A civil society organisation for Thailand’s poor has urged people to call on the Thai junta through local administrators to hold a referendum on the draft constitution.
The Assembly of the Poor, an organisation which is the voice of Thailand’s poor communities, on Tuesday submitted a statement to the Thai junta to demand that the regime hold a public referendum on the draft of the country’s highest law, the constitution.
According to the group, the majority of people should be given the right to say if they accept or reject the current version of the draft constitution, which is now under the consideration of the cabinet.
The organisation suggested in the statement that people who want the authorities to hold a referendum on the draft charter should collect names in order to submit a petition to campaign for a referendum through village chiefs and other local administrators.
People should be able to determine their own future by participating in drafting the new constitution which they will be living under, the group concluded.
Last week, over 150 leading academics, activists, and others such as Nidhi Eowseewong, Piyabutr Sangkanongul, a leading political scientist and a law scholar from Thammasat University, Chaturon Chaisang, former Education Minister of the Pheu Thai Party, and Pen-Ek Ratanaruang, a well-known director, signed a joint ‘Call for a Democratic Public Referendum’.
The statement demanded that the Thai junta hold a public referendum on the draft constitution before its enactment and that if the public does not approve the draft, it should be redrafted by elected representatives.

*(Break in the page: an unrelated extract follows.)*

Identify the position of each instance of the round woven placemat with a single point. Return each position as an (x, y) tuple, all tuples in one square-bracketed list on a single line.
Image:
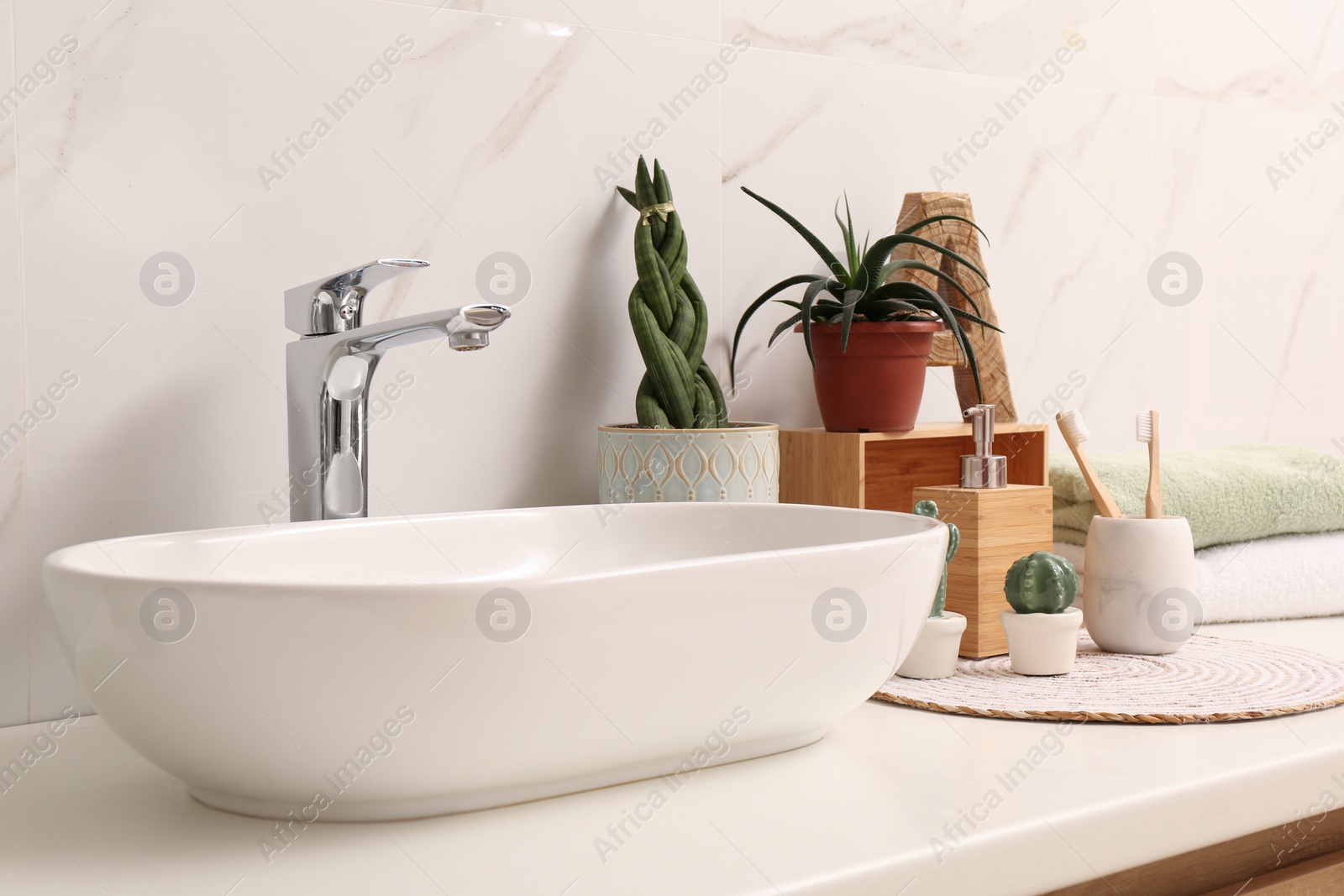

“If the National Reform Council (NRC) approves the draft constitution, a public referendum should be held within 30 days,” said the statement. “The election for a new Constitutional Drafting Committee (CDC) [to redraft the constitution] should be held within 45 days after the referendum, if the draft is not approved by the public.”
In addition, Prachatai and Thaipublica, alternative media agencies, iLaw, an internet platform promoting civil laws related to freedom of expression, and Institute of Human Rights and Peace Studies of Mahidol University, officially launched a new website titled ‘Prachamati’ (referendum) last week.
The website puts controversial content of the new charter draft in the spotlight and allows people to say if they agree or disagree with certain stipulations of the draft.
The first question on the website is: Do you agree or disagree that there must be a public referendum on the new constitutional draft?